にかほ市の釜ケ台番楽「翁」復活 「四人空臼」では新演出

佐藤さんが習得して復活させた「翁」
 秋田県にかほ市釜ケ台地区に伝わる釜ケ台番楽の公演が14日、同地区の多目的集会施設で開かれた。今年は、同番楽保存会(阿部久会長)の若手会員の発案で、途絶えていた舞の復活、新たな演出が盛り込まれ、会場は約100人の来場者で熱気に包まれた。オリジナルグッズの販売も初めて行った。

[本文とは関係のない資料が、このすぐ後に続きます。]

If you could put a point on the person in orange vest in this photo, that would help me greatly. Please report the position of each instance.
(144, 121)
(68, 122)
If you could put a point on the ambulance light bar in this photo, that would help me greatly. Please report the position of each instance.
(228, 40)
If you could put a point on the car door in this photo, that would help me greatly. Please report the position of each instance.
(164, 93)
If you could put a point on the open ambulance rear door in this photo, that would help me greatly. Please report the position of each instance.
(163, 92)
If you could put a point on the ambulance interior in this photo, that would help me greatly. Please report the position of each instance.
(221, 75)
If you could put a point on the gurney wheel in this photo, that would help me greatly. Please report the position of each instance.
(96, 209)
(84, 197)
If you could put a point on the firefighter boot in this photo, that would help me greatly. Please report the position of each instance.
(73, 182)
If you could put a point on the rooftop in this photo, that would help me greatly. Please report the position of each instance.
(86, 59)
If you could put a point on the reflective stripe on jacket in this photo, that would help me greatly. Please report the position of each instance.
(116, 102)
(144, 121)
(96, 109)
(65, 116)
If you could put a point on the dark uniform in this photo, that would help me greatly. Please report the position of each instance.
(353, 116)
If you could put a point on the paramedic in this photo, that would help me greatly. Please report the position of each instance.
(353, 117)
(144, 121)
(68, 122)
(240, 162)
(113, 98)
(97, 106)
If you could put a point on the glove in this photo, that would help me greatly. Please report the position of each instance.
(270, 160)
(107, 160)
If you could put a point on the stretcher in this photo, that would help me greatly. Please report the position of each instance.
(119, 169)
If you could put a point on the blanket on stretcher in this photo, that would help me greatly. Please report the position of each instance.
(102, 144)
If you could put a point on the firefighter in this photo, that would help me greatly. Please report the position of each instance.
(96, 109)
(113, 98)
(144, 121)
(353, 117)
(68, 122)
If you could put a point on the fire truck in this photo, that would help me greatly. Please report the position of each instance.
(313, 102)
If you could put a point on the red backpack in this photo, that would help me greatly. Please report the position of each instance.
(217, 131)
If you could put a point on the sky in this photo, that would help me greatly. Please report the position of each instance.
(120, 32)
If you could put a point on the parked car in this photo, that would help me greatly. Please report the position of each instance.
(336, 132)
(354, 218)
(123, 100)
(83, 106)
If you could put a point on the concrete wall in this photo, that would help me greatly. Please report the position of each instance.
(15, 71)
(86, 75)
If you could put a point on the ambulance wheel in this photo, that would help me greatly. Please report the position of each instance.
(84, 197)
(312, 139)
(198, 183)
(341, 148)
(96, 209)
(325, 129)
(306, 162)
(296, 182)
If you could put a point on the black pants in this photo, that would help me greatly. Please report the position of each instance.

 18演目を計25人の会員が披露。複雑で軽快な動きには拍手が送られ、コミカルなしぐさには笑いが起きた。子どもたちの中にはつられて踊りだす子もいた。

 18演目のうち、「翁(おきな)」は10年近く舞われていなかったが、若手会員の佐藤琢也さん(32)が習得して披露した。独特のゆったりとした動きで扇子を振り、遅い節回しの歌に合わせて舞った。最後は転調し、軽快な動きで観客の目を引きつけた。

 最後の演目「四人空臼(よにんからうす)」はこれまでステージ上で行われてきたが、臼を中心として4人が舞う様子をいろいろな角度から見てもらおうと、観客席の中央に場所を移して披露した。ばちをたたく4人がテンポを上げると、歓声が上がった。

 また、会場では初めてオリジナルグッズの販売も行われた。舞に使う獅子と「釜」の字を組み合わせたロゴをプリントしたトートバッグ(1500円)と、舞台の後ろにつるす幕を複写したタオル(2千円)を販売。タオルを首に掛けて番楽に見入る観客もいた。

 20日には、15演目前後を披露する「二十日盆公演」が同集会施設で開かれる。グッズの販売も行われる。